J’adjouteray encor que Si L’on se détermine à la transmigration il faut en faire part à Mr de Vaudreuil général du Canada L’engager a determiner Les principaux habitants et Concerter avec eux Les moyens Les plus Convenables, Leur faire Connoistre que L’etat de La marine ne permettant pas de Les Secourir on Leur faciliteroit tous Les moyens de S’établir dans un pays plus riche et plus agréable. Ce général a Commandé plusieurs années a La Louisiane il est adoré des Canadiens, et des Sauvages il Leur fera faire L’impossible et je ne doute pas qu’apres les avoir determiné Les plus grandes Difficultés ne Sapplanissent au reste il y aura un plan a faire beaucoup plus détaillé sur Ces objets106.
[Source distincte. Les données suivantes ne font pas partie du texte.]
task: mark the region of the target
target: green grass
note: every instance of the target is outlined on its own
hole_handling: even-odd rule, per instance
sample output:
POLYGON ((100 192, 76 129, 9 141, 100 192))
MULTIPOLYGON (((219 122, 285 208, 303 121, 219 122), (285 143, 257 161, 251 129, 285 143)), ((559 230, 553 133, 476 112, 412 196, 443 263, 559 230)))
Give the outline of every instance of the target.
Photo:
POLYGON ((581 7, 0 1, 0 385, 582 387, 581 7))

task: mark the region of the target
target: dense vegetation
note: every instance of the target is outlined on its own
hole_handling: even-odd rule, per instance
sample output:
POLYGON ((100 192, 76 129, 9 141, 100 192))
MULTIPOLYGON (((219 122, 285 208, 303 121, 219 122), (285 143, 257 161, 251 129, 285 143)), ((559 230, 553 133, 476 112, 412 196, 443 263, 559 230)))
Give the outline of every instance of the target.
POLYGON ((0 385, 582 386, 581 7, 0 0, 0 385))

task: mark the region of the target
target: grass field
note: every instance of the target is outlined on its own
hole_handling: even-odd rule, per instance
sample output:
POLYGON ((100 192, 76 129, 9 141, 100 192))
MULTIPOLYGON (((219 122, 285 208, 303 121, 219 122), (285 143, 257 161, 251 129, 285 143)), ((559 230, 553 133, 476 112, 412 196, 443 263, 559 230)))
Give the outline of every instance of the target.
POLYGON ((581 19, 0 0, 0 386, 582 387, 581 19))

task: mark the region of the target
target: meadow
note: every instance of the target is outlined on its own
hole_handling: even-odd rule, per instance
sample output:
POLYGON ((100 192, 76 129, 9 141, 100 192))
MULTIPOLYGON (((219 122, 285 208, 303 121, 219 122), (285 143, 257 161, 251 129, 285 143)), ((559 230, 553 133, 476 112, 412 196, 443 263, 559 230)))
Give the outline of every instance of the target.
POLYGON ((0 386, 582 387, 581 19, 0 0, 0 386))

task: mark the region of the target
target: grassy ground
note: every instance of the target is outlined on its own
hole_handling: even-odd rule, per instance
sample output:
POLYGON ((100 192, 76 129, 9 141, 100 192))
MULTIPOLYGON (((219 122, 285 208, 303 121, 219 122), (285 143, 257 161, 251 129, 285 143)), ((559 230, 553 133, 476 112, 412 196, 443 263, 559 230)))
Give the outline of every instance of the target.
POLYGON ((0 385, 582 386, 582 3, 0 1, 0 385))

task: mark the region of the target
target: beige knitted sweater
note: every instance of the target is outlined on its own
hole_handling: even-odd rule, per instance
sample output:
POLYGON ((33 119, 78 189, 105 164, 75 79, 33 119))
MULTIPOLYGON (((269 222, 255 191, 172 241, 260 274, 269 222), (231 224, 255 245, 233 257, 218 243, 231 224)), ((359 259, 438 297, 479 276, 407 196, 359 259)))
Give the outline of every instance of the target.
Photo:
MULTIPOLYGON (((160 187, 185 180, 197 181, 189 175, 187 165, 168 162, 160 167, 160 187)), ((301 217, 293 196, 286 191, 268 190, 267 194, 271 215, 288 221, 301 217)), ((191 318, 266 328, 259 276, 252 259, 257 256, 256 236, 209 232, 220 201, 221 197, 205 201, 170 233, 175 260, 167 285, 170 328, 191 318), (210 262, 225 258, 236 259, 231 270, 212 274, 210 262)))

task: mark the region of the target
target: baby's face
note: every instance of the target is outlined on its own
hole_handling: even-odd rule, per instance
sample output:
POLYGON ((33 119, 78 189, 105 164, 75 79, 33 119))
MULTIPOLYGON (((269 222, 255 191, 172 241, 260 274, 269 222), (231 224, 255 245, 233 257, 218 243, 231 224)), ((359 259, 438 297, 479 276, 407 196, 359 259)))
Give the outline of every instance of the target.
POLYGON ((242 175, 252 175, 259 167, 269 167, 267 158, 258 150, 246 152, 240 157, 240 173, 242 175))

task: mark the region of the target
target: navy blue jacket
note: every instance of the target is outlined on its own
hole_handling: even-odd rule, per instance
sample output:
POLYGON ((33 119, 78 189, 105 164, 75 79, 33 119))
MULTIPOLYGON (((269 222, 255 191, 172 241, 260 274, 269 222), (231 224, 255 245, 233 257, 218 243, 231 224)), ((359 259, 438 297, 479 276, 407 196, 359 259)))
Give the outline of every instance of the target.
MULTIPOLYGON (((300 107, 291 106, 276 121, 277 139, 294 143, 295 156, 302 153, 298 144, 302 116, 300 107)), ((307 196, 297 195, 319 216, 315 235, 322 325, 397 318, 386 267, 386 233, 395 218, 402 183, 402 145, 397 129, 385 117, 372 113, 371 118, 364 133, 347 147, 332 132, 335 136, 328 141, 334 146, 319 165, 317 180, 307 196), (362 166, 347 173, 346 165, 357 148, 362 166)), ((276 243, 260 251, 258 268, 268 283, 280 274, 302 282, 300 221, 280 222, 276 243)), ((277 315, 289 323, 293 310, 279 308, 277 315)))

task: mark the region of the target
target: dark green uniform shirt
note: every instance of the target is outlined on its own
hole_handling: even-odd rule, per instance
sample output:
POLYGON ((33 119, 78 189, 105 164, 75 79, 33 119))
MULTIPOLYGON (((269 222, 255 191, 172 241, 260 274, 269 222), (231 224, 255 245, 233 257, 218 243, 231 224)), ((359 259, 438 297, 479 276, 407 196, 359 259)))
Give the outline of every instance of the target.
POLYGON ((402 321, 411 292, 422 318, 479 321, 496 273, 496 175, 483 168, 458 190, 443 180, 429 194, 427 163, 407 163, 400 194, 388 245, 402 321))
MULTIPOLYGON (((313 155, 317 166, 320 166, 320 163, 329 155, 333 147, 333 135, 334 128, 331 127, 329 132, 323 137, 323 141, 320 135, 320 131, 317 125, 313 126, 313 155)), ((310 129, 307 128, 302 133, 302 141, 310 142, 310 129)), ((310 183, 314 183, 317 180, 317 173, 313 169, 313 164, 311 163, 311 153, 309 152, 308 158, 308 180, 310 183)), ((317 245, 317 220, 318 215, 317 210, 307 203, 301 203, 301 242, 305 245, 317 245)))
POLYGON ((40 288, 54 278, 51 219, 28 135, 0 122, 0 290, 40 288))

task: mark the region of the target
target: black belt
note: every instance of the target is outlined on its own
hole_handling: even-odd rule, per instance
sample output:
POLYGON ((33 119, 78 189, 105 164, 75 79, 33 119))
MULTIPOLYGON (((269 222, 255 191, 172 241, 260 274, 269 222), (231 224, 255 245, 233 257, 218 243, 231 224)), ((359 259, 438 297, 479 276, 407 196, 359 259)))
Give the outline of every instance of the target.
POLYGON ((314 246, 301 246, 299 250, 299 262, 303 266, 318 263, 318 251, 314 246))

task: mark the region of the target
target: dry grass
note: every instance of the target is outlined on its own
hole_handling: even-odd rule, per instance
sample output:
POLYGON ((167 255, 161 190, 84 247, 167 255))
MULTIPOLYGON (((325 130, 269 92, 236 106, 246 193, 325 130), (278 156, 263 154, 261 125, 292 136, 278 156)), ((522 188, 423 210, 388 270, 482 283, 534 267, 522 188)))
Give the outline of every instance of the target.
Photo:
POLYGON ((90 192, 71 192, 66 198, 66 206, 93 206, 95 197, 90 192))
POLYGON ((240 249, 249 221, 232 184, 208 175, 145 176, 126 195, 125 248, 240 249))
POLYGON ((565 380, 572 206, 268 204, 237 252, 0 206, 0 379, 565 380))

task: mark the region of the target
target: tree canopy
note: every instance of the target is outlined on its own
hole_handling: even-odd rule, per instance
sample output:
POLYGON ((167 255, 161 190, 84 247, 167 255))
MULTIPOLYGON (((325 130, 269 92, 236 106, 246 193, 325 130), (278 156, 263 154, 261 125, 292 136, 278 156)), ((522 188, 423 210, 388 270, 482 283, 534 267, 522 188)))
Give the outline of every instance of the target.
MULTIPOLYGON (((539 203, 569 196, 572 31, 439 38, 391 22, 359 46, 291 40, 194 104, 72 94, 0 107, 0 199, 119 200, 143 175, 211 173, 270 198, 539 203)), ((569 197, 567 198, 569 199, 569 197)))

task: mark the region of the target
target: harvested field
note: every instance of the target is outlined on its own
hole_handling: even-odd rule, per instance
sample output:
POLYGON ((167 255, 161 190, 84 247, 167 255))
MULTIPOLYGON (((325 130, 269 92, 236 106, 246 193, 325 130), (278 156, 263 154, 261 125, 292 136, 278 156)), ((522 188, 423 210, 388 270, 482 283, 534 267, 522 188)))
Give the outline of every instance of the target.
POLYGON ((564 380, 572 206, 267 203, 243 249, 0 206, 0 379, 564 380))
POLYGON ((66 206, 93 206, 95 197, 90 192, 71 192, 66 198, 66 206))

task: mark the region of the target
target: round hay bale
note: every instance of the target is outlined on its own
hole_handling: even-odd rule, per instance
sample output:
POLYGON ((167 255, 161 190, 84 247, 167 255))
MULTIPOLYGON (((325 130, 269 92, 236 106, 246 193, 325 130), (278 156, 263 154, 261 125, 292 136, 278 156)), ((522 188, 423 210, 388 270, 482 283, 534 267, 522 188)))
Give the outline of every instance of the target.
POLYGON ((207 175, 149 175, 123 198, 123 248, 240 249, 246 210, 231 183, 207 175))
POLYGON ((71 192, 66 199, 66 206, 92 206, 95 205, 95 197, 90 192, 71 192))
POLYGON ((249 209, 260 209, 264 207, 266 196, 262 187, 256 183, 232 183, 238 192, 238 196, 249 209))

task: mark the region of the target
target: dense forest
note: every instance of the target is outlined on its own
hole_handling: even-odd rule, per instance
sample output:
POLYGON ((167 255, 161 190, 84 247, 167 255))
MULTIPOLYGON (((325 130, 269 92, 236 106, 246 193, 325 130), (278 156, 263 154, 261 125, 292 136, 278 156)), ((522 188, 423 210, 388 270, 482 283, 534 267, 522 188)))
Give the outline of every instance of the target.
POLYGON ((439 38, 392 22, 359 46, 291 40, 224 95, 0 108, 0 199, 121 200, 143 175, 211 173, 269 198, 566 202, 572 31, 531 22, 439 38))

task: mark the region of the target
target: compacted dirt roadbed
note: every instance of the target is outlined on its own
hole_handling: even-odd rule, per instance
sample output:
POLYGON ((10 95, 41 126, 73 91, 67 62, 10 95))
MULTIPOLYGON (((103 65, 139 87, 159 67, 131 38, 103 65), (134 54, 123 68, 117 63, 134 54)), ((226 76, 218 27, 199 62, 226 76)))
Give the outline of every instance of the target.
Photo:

Est-ce que Beaujeu a été contacté à ce sujet? Est-ce que cela explique sa motivation militaire qui le mènera à chercher à fortifier l’entrée de la Louisiane par la voie du pays des Illinois? Mystère. Bien que ces détails ne nous offrent aucune réponse concrète sur les desseins de Beaujeu, elles nous révèlent au moins que l’idée d’utiliser la Louisiane comme refuge n’est pas originale. Loin de là.